German Finance Minister Olaf Scholz (left) and Irish Finance Minister Paschal Donohoe

Photo: Maja Hitij / ddp images

Scholz and his staff will have to prevent Europe's low-tax countries from blocking a compromise.

Key here is the level of the minimum tax rate.

It is likely to be below what the Americans want, but above the 14 percent that has been under discussion in the OECD negotiations so far.

In the end, 140 countries have to agree.

Tax expert Faccio sees the Germans in a key role: "Now that the US is convinced, can Germany convince Europe?"

The US is in a comparatively comfortable position.

They could simply enforce their plan by siphoning off corporate profits through national law.

The tax authorities in Germany or France, on the other hand, would have a more difficult time because Europe's corporations can invoke the right to freely set up their headquarters anywhere in the EU.

As long as they're not operating pure letterbox companies in Ireland or Luxembourg and maintain offices and employ their own staff, the German tax authorities "cannot simply skim off the profits there," says University of Mannheim tax professor Christoph Spengel.
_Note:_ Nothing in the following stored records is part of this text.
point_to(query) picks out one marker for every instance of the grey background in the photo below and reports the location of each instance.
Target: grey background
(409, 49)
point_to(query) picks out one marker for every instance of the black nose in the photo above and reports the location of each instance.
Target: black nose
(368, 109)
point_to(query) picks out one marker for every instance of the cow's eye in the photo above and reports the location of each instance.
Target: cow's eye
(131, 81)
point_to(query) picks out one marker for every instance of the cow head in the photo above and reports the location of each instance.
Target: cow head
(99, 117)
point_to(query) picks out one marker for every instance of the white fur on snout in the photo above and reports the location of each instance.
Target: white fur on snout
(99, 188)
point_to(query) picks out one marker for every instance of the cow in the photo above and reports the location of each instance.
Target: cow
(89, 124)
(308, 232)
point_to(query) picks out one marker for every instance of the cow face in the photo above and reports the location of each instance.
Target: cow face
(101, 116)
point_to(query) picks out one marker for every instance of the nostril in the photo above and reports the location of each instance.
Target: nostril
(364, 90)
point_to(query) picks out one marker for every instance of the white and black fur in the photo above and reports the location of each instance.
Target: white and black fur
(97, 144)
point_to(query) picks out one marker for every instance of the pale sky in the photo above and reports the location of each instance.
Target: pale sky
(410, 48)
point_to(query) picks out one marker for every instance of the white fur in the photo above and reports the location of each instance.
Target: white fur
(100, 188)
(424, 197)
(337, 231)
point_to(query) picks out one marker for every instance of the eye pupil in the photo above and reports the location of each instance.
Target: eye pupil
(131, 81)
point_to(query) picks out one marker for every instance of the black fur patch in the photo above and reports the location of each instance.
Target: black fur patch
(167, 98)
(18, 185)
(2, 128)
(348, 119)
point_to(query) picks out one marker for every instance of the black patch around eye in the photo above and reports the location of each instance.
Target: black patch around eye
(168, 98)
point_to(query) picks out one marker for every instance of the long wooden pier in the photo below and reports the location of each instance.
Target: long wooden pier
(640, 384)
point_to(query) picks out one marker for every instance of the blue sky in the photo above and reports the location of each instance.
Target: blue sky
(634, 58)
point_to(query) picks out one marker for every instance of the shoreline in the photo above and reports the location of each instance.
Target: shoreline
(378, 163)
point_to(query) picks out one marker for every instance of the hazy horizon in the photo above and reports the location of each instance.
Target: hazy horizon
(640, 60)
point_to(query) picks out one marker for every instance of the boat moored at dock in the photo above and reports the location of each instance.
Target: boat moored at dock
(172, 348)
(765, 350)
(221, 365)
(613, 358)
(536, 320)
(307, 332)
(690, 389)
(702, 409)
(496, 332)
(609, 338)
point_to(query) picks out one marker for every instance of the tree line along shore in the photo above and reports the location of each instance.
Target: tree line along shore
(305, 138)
He even considers it conceivable that European corporations could "shift additional business from international tax havens to Europe's low-tax locations."

On the other hand: Who likes tangling with the Americans?

Irish Finance Minister Donohoe apparently does not.

He recently announced that the US plans would lead to an annual shortfall of around 2 billion euros in Ireland's national budget.

But there was no talk of outright rejecting the Biden plan.

He said he merely had "reservations."